En resumen: Sergio del Molino ha escrito un relato de memoria y auto-ficción intenso y jugoso, una metáfora sobre el silencio de los supervivientes de una generación marcada por la Guerra Civil. Lo que a nadie le importa es la obra de un narrador brillante, con un léxico preciso y hermoso que confirma la trayectoria ascendente de un escritor que promete todavía más.

domingo, 2 de noviembre de 2014

Asuntos propios


El debut literario de Landero, hace veinticinco años, con su novela Juegos de la edad tardía (1989) fue todo un acontecimiento literario que acaparó el Premio de la Crítica y el Premio Nacional de Narrativa y pronosticó el inicio de una carrera sólida como novelista que se consagró con la publicación de sus siguientes libros. Si hay algo singular y destacable en la literatura de Luis Landero (Alburquerque, Badajoz, 1948) es, sencillamente, definirlo como un escritor que se hace querer, un novelista que te hace sentir como si fuera alguien cercano al que conoces de toda la vida.

Con El balcón en invierno (Tusquets, 2014) esa sensación se acrecienta, porque en esta ocasión el escritor extremeño se presenta con un hermoso relato autobiográfico para contarnos cómo el hijo de un campesino resurge y se convierte en escritor, una metamorfosis complicada para un joven díscolo que detesta convertirse en abogado para disgusto de un padre exigente que se empeñó mientras pudo en la tarea de lograr que su vástago fuera un hombre de provecho.

Landero ha escrito una novela que acredita su solvencia como narrador y, en este caso, sobreponiéndose al desengaño de una incipiente novela fallida que le conduce al cauce de otra novela que, como subraya el propio escritor, no tuvo que ir a buscarla, le salió del corazón porque todo estaba en su memoria, esperando el resurgir. De un atasco narrativo, de una novela de jubilado que llevaba entre manos, Landero aflora otra historia natural de su pasado que, tengo que confesarlo, encandila por su tono contenido y su excelente prosa.

El balcón en invierno es una novela de hechos verídicos que depara en una crónica familiar bella y libresca, estructura en dieciocho capítulos que saltan en el tiempo, desde los orígenes en el campo del narrador, hasta la decisión de dedicarse a escribir a sus veintiún años, gracias al logro azaroso del descubrimiento de la literatura. Cuenta Luis Landero que, a pesar de que en la casa de sus padres la presencia de los libros era inexistente, muchas narraciones orales de su abuela Francisca, pastora analfabeta, le contagió el germen de la fantasía y el gusto por el lenguaje. De ese asombro, resalta, salí pertrechado para ser escritor. Por los derroteros de la memoria, del autoexamen y de la confesión, el narrador nos asombra con sus vaivenes laborales: mozo de ultramarinos, empleado en un taller mecánico, oficinista en una fábrica de leche y artista de la guitarra; todo esto, antes de dedicarse a la enseñanza y abrazar su verdadera vocación: la literatura.
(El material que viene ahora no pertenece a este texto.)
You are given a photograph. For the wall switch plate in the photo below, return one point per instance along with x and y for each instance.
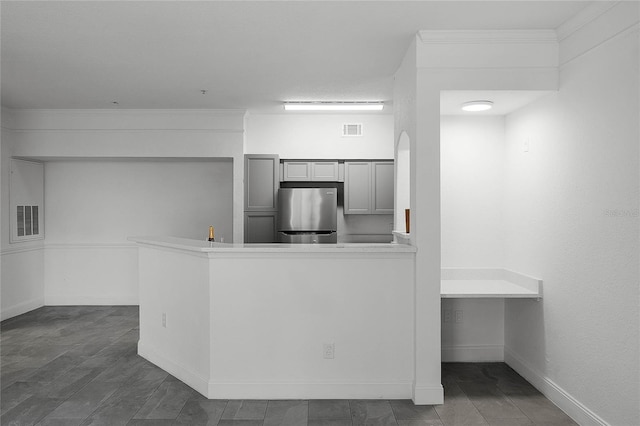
(447, 315)
(328, 351)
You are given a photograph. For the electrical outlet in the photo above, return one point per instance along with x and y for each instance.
(328, 350)
(447, 315)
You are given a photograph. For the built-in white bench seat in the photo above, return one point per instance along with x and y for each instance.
(488, 283)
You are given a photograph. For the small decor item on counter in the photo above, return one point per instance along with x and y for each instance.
(407, 219)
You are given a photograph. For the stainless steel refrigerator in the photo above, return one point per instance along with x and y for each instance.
(307, 215)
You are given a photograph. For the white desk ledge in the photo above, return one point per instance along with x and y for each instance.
(488, 283)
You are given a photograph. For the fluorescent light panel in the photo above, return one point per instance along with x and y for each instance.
(475, 106)
(333, 106)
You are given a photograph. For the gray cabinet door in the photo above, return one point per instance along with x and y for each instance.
(297, 171)
(324, 171)
(259, 227)
(382, 187)
(357, 187)
(261, 181)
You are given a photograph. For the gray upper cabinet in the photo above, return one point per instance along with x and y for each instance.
(297, 171)
(357, 187)
(326, 171)
(310, 171)
(261, 180)
(382, 187)
(368, 187)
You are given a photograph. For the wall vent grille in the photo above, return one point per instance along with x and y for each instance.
(351, 129)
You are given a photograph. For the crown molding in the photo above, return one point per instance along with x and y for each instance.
(487, 36)
(584, 17)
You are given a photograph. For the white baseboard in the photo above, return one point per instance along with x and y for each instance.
(191, 378)
(309, 390)
(428, 395)
(21, 308)
(473, 353)
(87, 300)
(567, 403)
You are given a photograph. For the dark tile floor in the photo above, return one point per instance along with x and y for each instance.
(78, 365)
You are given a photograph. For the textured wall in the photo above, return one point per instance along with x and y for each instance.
(571, 217)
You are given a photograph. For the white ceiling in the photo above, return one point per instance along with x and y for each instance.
(245, 54)
(504, 101)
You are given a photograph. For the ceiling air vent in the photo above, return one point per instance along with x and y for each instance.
(352, 130)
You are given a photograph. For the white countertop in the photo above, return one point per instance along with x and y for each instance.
(484, 289)
(207, 247)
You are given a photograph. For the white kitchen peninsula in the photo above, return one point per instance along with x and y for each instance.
(254, 321)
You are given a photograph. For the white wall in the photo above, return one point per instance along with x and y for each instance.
(571, 217)
(93, 206)
(100, 161)
(472, 187)
(22, 268)
(319, 136)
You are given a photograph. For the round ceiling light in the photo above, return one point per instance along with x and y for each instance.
(475, 106)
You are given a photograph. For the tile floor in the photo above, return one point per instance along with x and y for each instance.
(78, 365)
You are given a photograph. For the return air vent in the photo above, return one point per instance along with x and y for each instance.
(350, 130)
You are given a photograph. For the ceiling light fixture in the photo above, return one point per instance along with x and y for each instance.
(333, 106)
(475, 106)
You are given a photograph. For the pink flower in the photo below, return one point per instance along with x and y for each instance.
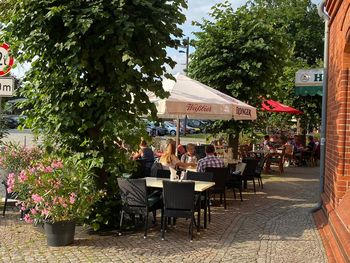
(28, 219)
(37, 198)
(45, 212)
(48, 169)
(56, 164)
(72, 197)
(61, 200)
(10, 182)
(33, 211)
(23, 207)
(22, 176)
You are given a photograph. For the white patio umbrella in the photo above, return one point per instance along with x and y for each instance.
(198, 101)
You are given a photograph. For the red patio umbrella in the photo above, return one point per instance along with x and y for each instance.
(275, 106)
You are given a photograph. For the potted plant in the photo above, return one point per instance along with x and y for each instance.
(14, 157)
(57, 193)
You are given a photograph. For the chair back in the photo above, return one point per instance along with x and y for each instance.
(197, 176)
(133, 192)
(251, 165)
(288, 149)
(240, 167)
(220, 176)
(140, 169)
(200, 151)
(163, 174)
(178, 195)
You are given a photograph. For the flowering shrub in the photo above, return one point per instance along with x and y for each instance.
(54, 190)
(15, 158)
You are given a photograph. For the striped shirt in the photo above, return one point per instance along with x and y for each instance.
(209, 161)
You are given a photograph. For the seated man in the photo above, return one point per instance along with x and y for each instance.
(210, 160)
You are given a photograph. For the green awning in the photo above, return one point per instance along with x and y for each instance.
(308, 91)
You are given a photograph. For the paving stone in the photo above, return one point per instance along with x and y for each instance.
(273, 225)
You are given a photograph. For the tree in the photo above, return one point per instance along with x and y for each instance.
(301, 22)
(304, 29)
(92, 65)
(239, 53)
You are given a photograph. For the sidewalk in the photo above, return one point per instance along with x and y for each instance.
(273, 225)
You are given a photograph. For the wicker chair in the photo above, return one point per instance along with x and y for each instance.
(136, 201)
(179, 202)
(205, 177)
(220, 177)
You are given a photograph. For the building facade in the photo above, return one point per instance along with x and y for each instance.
(336, 196)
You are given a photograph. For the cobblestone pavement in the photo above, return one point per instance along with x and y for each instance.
(273, 225)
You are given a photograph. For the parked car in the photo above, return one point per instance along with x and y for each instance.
(171, 128)
(154, 130)
(199, 124)
(12, 121)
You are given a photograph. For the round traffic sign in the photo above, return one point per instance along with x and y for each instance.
(6, 61)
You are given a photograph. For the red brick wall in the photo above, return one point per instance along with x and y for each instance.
(337, 166)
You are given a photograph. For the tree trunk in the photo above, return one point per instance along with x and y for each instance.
(233, 141)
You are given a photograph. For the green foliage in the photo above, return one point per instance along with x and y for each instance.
(302, 24)
(54, 190)
(254, 52)
(240, 53)
(92, 65)
(14, 157)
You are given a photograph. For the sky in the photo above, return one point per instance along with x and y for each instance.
(197, 9)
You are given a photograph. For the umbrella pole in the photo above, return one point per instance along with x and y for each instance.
(177, 133)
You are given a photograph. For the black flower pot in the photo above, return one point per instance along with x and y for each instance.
(60, 233)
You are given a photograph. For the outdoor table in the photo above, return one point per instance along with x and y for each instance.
(191, 169)
(258, 153)
(199, 186)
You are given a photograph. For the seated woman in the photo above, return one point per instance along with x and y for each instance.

Desde el barandal de un balcón, la mirada tiene otra perspectiva. Cuando te asomas, la vida recobra detalles que sirven al narrador para pintarnos un fresco colorista y melancólico de su pasado y del presente, sobrepuesto a una crisis de bloqueo creativo, como si la vida y la literatura se fusionaran en un solo espíritu. Este libro último de Landero forma parte de su producción más literaria y el mérito radica en su magisterio estilístico, servido con emoción atemperada y con los ingredientes de humor y melancolía justos para que la trama narrativa conduzca al lector, sin sobresaltos, por ese mundo novelesco que el narrador exhibe.

Luis Landero ha escrito una novela hipnótica, nacida desde el corazón y con la sutileza de tratar de que ese “yo” no se note demasiado, con la maestría de narrar pasajes calcados de la propia historia y otros reconstruidos desde la evocación y la memoria; un libro delicioso que festeja la nueva etapa de jubilación de su autor y que se aúpa brillantemente entre lo mejor de su cosecha.

En resumidas cuentas, El balcón en invierno es una epifanía literaria que no hay que dejar pasar en vano y que viene a decirnos que contar da sentido a la vida, y mucho más cuando se trata de asuntos propios tan bien escritos como los que atesoran sus páginas.